CAPÍTULO XIV
Tres meses habían transcurrido desde el día en que Juana notificó a Leonardo su inquebrantable resolución de partir con él a la conquista de los tesoros del Pueblo de la Niebla.
Era el atardecer, y nuestros tres viajeros, acompañados de Soa, de Nutria y de Piter, el jefe de la granja del difunto Mavum, con quince de sus hombres, habían acampado a la orilla del río, en medio de una llanura desolada:
Durante aquellos tres meses avanzaron casi sin detenerse, en dirección Norte, guiados por Soa. Después de seguir más de dos semanas, en sus piraguas, el curso del Zambezé, hicieron su entrada en uno de los afluentes del gran río, el Mavuaé que corre al pie de una larga cadena de montañas, el Mang-Anja. Poco pudieron progresar a causa de las numerosas cataratas que les obligaban con frecuencia a recorrer grandes distancias, transportando las embarcaciones en un terreno desigual y muy dificultoso. Por último, encontraron una cascada de tan largo recorrido que fue necesario abandonar las piraguas y continuar la ruta a pie.

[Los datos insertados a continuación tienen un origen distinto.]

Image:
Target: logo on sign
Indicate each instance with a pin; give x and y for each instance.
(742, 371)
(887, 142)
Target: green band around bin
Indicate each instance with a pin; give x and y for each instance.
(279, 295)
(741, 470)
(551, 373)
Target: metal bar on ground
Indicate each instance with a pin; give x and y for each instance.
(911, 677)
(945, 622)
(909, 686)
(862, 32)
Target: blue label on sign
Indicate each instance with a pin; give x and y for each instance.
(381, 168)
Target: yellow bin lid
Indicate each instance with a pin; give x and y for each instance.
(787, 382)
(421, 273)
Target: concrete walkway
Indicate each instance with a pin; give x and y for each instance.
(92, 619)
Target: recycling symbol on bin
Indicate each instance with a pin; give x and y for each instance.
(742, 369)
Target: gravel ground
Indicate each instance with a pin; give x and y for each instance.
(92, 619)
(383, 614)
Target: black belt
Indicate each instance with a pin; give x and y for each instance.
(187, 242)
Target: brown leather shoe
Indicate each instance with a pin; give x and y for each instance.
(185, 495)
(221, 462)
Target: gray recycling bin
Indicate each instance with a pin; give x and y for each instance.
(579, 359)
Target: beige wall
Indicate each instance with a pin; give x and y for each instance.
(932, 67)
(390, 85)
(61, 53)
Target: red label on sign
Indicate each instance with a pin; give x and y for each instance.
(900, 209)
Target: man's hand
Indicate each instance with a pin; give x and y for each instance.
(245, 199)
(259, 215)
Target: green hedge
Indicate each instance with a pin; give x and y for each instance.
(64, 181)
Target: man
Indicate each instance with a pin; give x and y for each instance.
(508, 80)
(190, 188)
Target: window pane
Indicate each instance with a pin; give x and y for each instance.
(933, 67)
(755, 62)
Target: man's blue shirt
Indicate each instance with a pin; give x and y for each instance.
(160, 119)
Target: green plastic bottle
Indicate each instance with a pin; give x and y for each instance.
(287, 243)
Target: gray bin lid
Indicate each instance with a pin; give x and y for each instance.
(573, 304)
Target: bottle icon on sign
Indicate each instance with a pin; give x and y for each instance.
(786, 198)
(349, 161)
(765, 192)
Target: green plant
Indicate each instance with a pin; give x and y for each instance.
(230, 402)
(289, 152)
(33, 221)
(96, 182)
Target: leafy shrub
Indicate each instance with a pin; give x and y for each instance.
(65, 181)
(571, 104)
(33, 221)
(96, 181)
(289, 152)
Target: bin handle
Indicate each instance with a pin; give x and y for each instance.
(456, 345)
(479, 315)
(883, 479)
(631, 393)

Múltiples peligros afrontaron al realizar tan prolongado trayecto en el río, pero eran mucho más temibles los que le acechaban ahora, ya que el Marengí, la nueva región que iban a atravesar es un país completamente deshabitado, y lleno en cambio de fieras de todas las especies.
Las planicies sucedieron a las planicies con monotonía desesperante, y hubo semanas en que caminaron sin verles nunca el fin.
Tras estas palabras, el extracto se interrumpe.